To make a long story too short, her desire to avenge the exploitation of her father and to make rational sense of her calligraphy/sex fetish come together when she meets a man, Jerome (played by young rising English actor Ewan McGregor [Brassed Off]), who is not good at calligraphy but suggests that she go from being the "paper" for the characters to being the writer of them. Though appalled at that idea at first, she experiments and finds it has some merit, and then finds coincidentally that Jerome seems to be bisexual, and one of his erstwhile partners is the publisher who used to blackmail her father. Now she can not only make sense of her writing, she can use Jerome to avenge her father's destruction.

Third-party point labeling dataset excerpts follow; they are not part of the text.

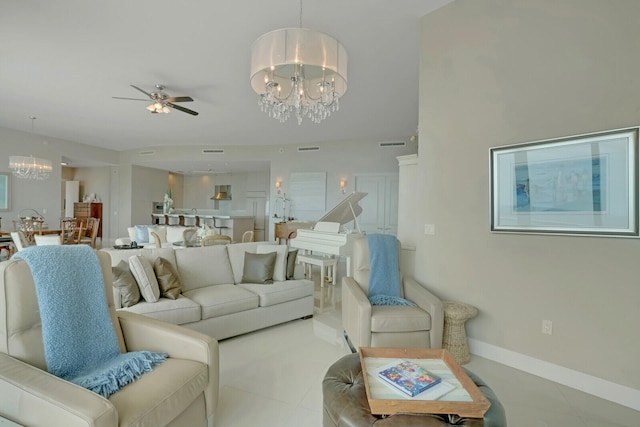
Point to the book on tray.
(408, 377)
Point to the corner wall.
(496, 73)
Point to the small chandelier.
(30, 167)
(298, 71)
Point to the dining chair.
(247, 236)
(30, 227)
(156, 239)
(88, 236)
(19, 241)
(189, 235)
(70, 229)
(215, 239)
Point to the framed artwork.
(5, 191)
(578, 185)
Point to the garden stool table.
(454, 336)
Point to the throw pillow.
(258, 268)
(291, 264)
(280, 267)
(124, 280)
(168, 279)
(142, 270)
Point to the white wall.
(496, 73)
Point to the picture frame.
(5, 191)
(577, 185)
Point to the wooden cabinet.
(83, 211)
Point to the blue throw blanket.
(80, 343)
(384, 277)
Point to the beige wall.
(497, 72)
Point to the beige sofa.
(213, 299)
(182, 391)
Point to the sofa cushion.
(222, 299)
(236, 253)
(280, 267)
(168, 279)
(200, 267)
(258, 268)
(126, 283)
(154, 400)
(178, 311)
(142, 270)
(280, 292)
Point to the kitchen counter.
(230, 225)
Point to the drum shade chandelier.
(298, 71)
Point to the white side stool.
(324, 263)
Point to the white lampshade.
(298, 70)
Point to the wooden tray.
(474, 408)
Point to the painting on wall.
(5, 191)
(583, 185)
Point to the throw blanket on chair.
(384, 276)
(80, 343)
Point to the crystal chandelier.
(30, 167)
(298, 71)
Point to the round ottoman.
(345, 403)
(454, 336)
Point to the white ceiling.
(63, 61)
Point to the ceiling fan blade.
(143, 91)
(130, 99)
(180, 99)
(184, 110)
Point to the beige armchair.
(182, 391)
(388, 326)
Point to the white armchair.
(182, 391)
(388, 326)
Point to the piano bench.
(323, 262)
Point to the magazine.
(408, 377)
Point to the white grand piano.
(327, 236)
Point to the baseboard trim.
(599, 387)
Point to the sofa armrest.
(413, 291)
(144, 333)
(33, 397)
(356, 313)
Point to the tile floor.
(272, 378)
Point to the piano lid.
(343, 213)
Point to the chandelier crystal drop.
(298, 71)
(30, 167)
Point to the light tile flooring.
(273, 377)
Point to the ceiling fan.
(160, 101)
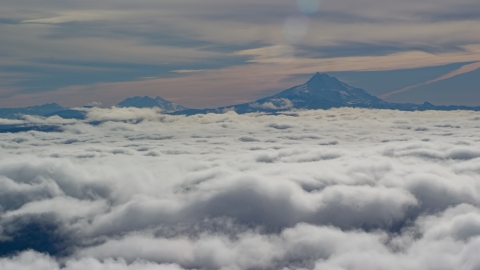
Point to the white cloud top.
(336, 189)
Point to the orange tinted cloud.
(462, 70)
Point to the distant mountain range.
(320, 92)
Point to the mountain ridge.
(320, 92)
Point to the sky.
(212, 53)
(346, 189)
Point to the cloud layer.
(336, 189)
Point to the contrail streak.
(463, 69)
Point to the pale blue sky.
(217, 52)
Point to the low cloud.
(337, 189)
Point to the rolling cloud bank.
(329, 189)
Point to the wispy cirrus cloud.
(180, 35)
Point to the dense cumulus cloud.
(335, 189)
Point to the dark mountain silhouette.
(320, 92)
(148, 102)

This film is complicated by being mostly in Japanese with subtitles, sometimes in English, and sometimes in other languages (probably the fact that it was funded by grants from at least three European national film boards has something to do with that). And much of the time there is more than one picture on the screen, and even then there are occasionally symbols superimposed on one or more of those pictures to give additional suggestions as to what is going on. We are told that this is part of Greenaway's filmmaking technique, to go beyond the conventional use of celluloid and soundtrack to incorporate other icons of language and meaning. It might become more widely used, and I'd like to see more, but the first time, especially in oblique languages and with characters who are trying to conceal rather than reveal, I found it confusing and somewhat dismaying.
Had my son and I not had time to discuss it in some detail after the screening, I might have given up trying to "get" it. Reading the synopsis in the press kit was another great help; I don't believe I even got the point of the father's relationship with the publisher from what I took in from the theatrical presentation. Other significant details, like the fact that Nagiko's body tatoos at the end are a reproduction of the calligraphy that had been on her lover's body; that 13 books she sends the publisher, printed on men's bodies, are actually poems, and that the climax of the story takes place on New Year's Eve 1999, are also gained only through reading about them. Unfortunately, I could not find an online site for this movie to direct you to for similar details.
This is a film for serious cinema fans and probably not for everyday movie fans. Even Gene Siskel, in giving it thumbs up, said it was beyond him to attempt to understand much of it. This film uses extensive nudity and erotic imagery, but never in a lurid way; unlike Crash, I wouldn't call this pornographic, even in a soft-core (Playboylike) sense.